Tuesday, July 05, 2011

Validating schema.org Microdata with SPIN

The new 3.5.1 version of TopBraid Composer introduces some initial features to import, browse, edit and analyze Microdata. I wrote about this in a previous blog entry - if you want to try those features just download TBC's evaluation version, keeping in mind that Microdata support is still at an early stage and that, for example, the parser isn't fast yet. Today I will focus on a SPARQL-based approach for validating schema.org Microdata using SPIN inside of TopBraid.

I have published a library of SPIN constraints at http://topbraid.org/spin/schemaspin. This library currently includes 11 types of integrity constraints covering various aspects on the schema.org ontology, as shown below.

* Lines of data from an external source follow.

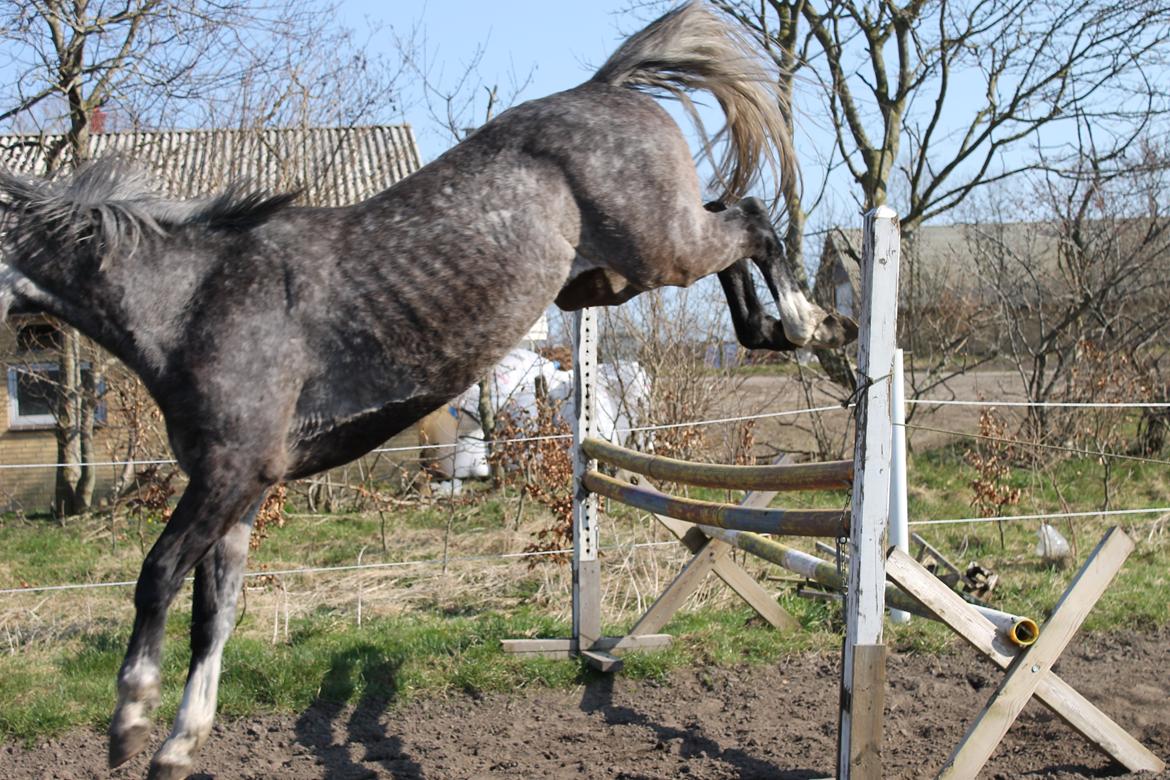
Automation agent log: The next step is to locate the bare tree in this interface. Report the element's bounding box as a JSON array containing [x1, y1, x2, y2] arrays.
[[710, 0, 1169, 423], [967, 137, 1170, 445], [1, 0, 409, 514]]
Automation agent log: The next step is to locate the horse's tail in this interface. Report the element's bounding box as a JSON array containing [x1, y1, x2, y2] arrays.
[[592, 1, 794, 207]]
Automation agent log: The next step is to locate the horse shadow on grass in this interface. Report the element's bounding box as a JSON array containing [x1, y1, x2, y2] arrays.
[[579, 672, 826, 780], [294, 643, 425, 779]]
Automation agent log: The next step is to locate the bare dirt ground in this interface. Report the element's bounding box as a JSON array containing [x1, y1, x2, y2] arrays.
[[5, 627, 1167, 780]]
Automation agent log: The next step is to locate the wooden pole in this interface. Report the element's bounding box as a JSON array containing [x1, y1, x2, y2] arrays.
[[838, 205, 901, 779]]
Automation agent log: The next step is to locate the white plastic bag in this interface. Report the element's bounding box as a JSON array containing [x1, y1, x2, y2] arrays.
[[1035, 522, 1071, 563]]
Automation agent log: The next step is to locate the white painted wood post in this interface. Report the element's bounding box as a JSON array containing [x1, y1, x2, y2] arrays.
[[838, 205, 901, 779], [889, 349, 910, 625], [572, 307, 601, 652]]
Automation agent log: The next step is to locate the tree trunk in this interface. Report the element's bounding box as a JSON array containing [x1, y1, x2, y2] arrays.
[[478, 374, 504, 483], [52, 326, 99, 516], [53, 327, 82, 517]]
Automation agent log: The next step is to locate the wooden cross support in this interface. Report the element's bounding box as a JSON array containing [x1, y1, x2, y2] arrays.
[[611, 470, 800, 644], [500, 471, 799, 667], [886, 528, 1165, 779]]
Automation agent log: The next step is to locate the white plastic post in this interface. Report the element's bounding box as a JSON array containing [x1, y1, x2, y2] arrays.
[[889, 348, 911, 625], [838, 205, 901, 779], [571, 307, 601, 651]]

The most basic tests are making sure that schema.org properties can only be used at classes with matching domains, and that the values of those properties match their declared ranges. These tests alone may help you identify many potential errors at edit time. Another generic test is associated with owl:IrreflexiveProperty, making sure that a value of children, colleagues, follows, knows etc doesn't point to itself.

Other tests check for various family relationships (e.g. children must be born after their parents, children cannot contain cycles and birthDate must be before deathDate), emails must match certain regular expressions, and the ranges of longitudes and latitudes. The following TBC screenshot shows an example of an invalid longitude:

A really powerful demonstration of ontology reuse and linkage is the constraint that validates currency codes. There is a finite vocabulary of those, including EUR and USD. The schemaspin ontology simply imports the QUDT namespace that already defines all of those abbreviations, and reports an error if an unknown currency is used on a Microdata page. The following screenshot shows the underlying SPIN constraint (note that this spin:constraint is attached to a property metaclass that marks all properties holding currencies as values):

The constraints above are just a beginning. Much more interesting constraints could be defined if more data is published on the Semantic Web, e.g. by asking the Sindice SPARQL end point with the SPARQL SERVICE keyword to validate that a link to a Person really describes a known http://schema.org/Person, or to compare prices to make sure that my offering of a product is currently the lowest price on the market. The open architecture of SPIN and the richness of SPARQL makes adding these and domain-specific constraints easy and enjoyable.

Sunday, July 03, 2011

SPARQL Web Pages made easy

SPARQL Web Pages (SWP, aka UISPIN) is a templating language for HTML and XML formats that operate on RDF data. In a nutshell, SWP makes it possible to embed SPARQL expressions and queries directly into web page snippets, and to link an RDF or OWL ontology with such SWP snippets. SWP can also be used to generate JSON callback results to support Ajax-style patterns. This basically means that application developers can cover the whole software stack ranging from model to control to view with RDF-based representations only.

At TopQuadrant, we have meanwhile made substantial use of SPARQL Web Pages in internal and customer-facing projects, and have introduced several SWP enhancements with TopBraid 3.5. One thing that several people asked for was SWP support for stand-alone web pages that are not necessarily linked to specific classes in an ontology. In response to this, we have introduced *.swp files, which can be used like PHP or JSP documents with a TopBraid server.

In order to create such SWP files, go to File > New > SPARQL Web Pages file. This will create a stub file with some content that will help you get started:

Through its base platform Eclipse, TopBraid Composer includes a powerful HTML editor, and TBC 3.5.1 includes syntax highlighting for SWP built-ins (see above, you may need to associate *.swp files with the HTML content type in the Eclipse preferences as described in the TBC Help).

As soon as you have created this file, you can immediately execute it via the personal TopBraid Live server that is built into TopBraid Composer. Just visit http://localhost:8083/tbl/test.swp in your browser:

The example above takes one argument (test) and inserts this into the greeting. The expression {= ?test } will insert the current value of the SPARQL variable ?test into the output document. In our example, ?test is fetched from the URL arguments via the built-in function ui:param(). The demo page then creates a simple loop over all instances of kennedys:Person in the query graph and inserts them into an unordered HTML list. The actual query graph is specified using the ui:setContext tag - if this isn't present it will use the default graph.

For a more complete live demo of SWP, visit http://spinservices.org:8080/spin/doc.swp providing documentation of the GoodRelations ontology:

For anyone with experience in hand-editing HTML and JSP or PHP, SPARQL Web Pages should look quite familiar. In fact, SWP borrows ideas from other well-known languages such as loops, assignments, if-then-else branching and user-defined tags, but is 100% SPARQL. With RDF nodes as first-class citizens, this language is IMHO an attractive alternative to projects that use RDF as their primary data representation or integration format.